Sorry Davey G - slightly off topic, but the Hall of Fame doesn't appear to have been updated recently - I'm sure theres been some posts recently about fish caught that would make the HOF :?:


----------



## Davey G (Jan 15, 2006)

fisher said:


> > I know our Hall of Fame is trying to start this record,
> 
> 
> Sorry Davey G - slightly off topic, but the Hall of Fame doesn't appear to have been updated recently - I'm sure theres been some posts recently about fish caught that would make the HOF :?:


Yes, absolutely...I agree. The HOF was started with a lot of discussion amongst members and admin regarding what species etc etc, but seems to have stalled at the starting gate. My interpretaion was that the admin/mods would 'automatically' put any fish that were entered in CAtch of the Day/Fishing Reports into the HOF if they were suitable. Admin/Mods whats going on???

Apart from that I'd still like to know who has the biggest one! :shock: (Fish that is) :wink:


----------



## Peril (Sep 5, 2005)

Re HoF, members must submit to Scott by PM or email

What's a big fish?


----------



## Guest (Oct 31, 2006)

I reckon Billybob would have to hold the title, did I read one of his Spaniards weighed 20kg+ ? :shock:

Not sure what the big Murray Cod weighed......but at over 1 meter it would have to be either nudging or over the 20kg mark.

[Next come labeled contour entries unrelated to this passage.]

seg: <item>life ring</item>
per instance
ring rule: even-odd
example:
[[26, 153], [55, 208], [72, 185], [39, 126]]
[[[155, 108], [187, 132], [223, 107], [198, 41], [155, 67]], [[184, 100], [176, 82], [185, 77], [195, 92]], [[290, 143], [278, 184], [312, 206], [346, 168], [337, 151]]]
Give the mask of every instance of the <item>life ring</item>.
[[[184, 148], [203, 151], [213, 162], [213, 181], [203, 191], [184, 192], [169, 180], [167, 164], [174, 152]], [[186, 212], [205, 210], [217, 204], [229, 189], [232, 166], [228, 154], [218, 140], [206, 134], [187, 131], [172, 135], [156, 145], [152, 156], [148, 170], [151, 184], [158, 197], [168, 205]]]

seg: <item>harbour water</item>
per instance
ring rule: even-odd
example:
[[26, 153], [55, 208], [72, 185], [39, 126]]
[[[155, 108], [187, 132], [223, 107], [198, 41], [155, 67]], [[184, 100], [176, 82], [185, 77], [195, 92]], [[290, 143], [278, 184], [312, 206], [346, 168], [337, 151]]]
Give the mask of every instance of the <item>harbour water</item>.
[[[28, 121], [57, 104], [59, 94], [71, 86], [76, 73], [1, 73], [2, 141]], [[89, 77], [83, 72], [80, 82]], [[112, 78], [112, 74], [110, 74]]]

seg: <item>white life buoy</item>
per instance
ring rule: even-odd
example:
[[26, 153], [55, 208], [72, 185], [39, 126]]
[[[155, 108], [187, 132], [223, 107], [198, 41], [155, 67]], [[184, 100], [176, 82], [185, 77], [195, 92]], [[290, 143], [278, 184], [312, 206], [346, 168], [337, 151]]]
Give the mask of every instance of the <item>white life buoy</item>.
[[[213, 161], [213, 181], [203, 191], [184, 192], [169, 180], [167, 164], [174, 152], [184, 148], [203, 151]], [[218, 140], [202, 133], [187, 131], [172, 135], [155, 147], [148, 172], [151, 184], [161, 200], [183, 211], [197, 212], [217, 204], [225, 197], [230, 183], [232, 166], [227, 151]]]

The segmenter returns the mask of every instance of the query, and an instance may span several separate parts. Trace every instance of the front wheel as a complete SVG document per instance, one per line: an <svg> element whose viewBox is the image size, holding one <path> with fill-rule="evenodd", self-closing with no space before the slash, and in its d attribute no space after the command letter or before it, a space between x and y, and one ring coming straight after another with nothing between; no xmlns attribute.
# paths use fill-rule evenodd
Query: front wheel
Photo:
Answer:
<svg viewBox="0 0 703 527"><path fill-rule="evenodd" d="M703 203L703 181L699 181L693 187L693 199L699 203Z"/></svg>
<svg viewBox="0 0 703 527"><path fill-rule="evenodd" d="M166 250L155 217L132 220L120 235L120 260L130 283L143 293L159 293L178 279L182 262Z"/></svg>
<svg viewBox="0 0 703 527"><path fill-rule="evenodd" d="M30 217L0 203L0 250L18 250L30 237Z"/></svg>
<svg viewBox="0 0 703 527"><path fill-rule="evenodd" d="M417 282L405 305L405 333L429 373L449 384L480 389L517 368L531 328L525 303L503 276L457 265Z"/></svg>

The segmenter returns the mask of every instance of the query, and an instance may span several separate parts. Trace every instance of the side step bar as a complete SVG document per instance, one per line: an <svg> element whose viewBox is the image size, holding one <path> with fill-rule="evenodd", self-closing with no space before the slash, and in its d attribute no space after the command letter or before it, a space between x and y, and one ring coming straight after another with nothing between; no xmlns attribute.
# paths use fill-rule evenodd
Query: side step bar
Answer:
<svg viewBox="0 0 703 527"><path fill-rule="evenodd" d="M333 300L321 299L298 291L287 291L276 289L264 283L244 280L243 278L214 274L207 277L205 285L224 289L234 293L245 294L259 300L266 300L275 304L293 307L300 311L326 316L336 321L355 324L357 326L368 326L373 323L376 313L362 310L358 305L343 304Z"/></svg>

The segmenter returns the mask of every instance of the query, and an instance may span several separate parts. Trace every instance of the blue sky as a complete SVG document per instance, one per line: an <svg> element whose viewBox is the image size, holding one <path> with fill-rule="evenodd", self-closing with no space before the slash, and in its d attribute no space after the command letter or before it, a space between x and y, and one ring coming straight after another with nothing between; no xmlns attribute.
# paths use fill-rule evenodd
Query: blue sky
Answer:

Chris reckoned he could have almost stuck his head in its gob :shock:

Might give him a call later and see if I can get hold of a photo 8)


----------



## Davey G (Jan 15, 2006)

Peril said:


> What's a big fish?


I hope you find out this summer Dave!

I'm talking anything over a metre - I know Gatesy's caught a 120cm shark, and I'm sure some of the Qld boys have picked up mackeral around that length, has anyone else caught anything bigger?


----------



## fisher (Aug 30, 2005)

> Re HoF, members must submit to Scott by PM or email


Done that, and that....


----------



## RedPhoenix (Jun 13, 2006)

Unfortunately, due to the change in ownership of this web site and the lack of response by the owners to my requests to remove my email address from all administrative-level notifications and functionality, I have decided to remove my posts on AKFF. Thank you for the great times, the fantastic learning experiences and the many many fish. If you are desperate for the old content of this particular post, it is available below base64 encoded and bzip2 compressed.

Red.

----

QlpoOTFBWSZTWbwqTSgAADhfgAASQaf/+qFoUAo/99/gMADhA1TaJk00ptTT1Hmo1NPKfpBPaTQzVPTQamhMmo9NPUJpoxGgAAAaGNDQ0AGQ0AAAAANEBav3atICMXXa3wv2l4O5ccpsjLz62Kuh3B5tgm+FngDDyOXQT6CP2N4cPtj+bCvywU9uGZpUYSTNlcg1g/kj51PW7I7e5WJLmRgU1qkI66xyRVQvrOVNCjvZbOCYDlIN/DT/gpSH1/nGrSijdjRqw0lOMX70qpaPpN04PLvD07EbQ6oAs7vVLx0+1OfqRRCLLPxophWLtFZJBRplKVBKC3Ma3O/9dBEBYZWnEdgvmccxpln3qFAJhJEWFC1uaTL2nM0JJTFEwoAw4LIpHMd7AtBx1Nk/i7kinChIXhUmlAA=


----------



## Davey G (Jan 15, 2006)

heres billybobs PB spanish mackeral. estimated at 19.5kg and 1.5 metres. Caught on his birthday of all days! what a birthday pressie!

can anyone top this?


----------



## RedPhoenix (Jun 13, 2006)

Unfortunately, due to the change in ownership of this web site and the lack of response by the owners to my requests to remove my email address from all administrative-level notifications and functionality, I have decided to remove my posts on AKFF. Thank you for the great times, the fantastic learning experiences and the many many fish. If you are desperate for the old content of this particular post, it is available below base64 encoded and bzip2 compressed.

Red.

----

QlpoOTFBWSZTWfQbFIUAACLfgAASUIGAAiGgFAo/7/+gMADaWhqeiR6UwRspp6EaD0QGpqep6jEaDQ0AAAanoIU9TRoaD1PUaDQ9QgYxUEZDO2i9vHVvNSv4qczNCg9GZno7q97J9pqzrat452Dysus5qewqerqGy4YyOEprknLb5a4XkwOR7l2Dt7v1o0Ifmit0G6xvY0NQaDQ14KenxjiESicGRMKpCRHDA44MKQrC+3dJhGESjB5O0kYOirhvEVMDHTqWCwKIb+Omc2S9I/YGDSFAIloeb5Rc8NNgEixNxYZR1vGHeiD+LuSKcKEh6DYpCg==


----------



## Scott (Aug 29, 2005)

Fisher, the HOF was last updated with Scupper's pike around 3 weeks ago. For a catch to added to the HOF it must be emailed or sent via a PM to me and include the catch on a known measuring device. It is all stated very clearly in the rules. I am currently just editing the original post which is why it doesn't show up as a new post with each modification. When I get a spare couple of hours I will create a couple of web pages for the HOF and add them to the site.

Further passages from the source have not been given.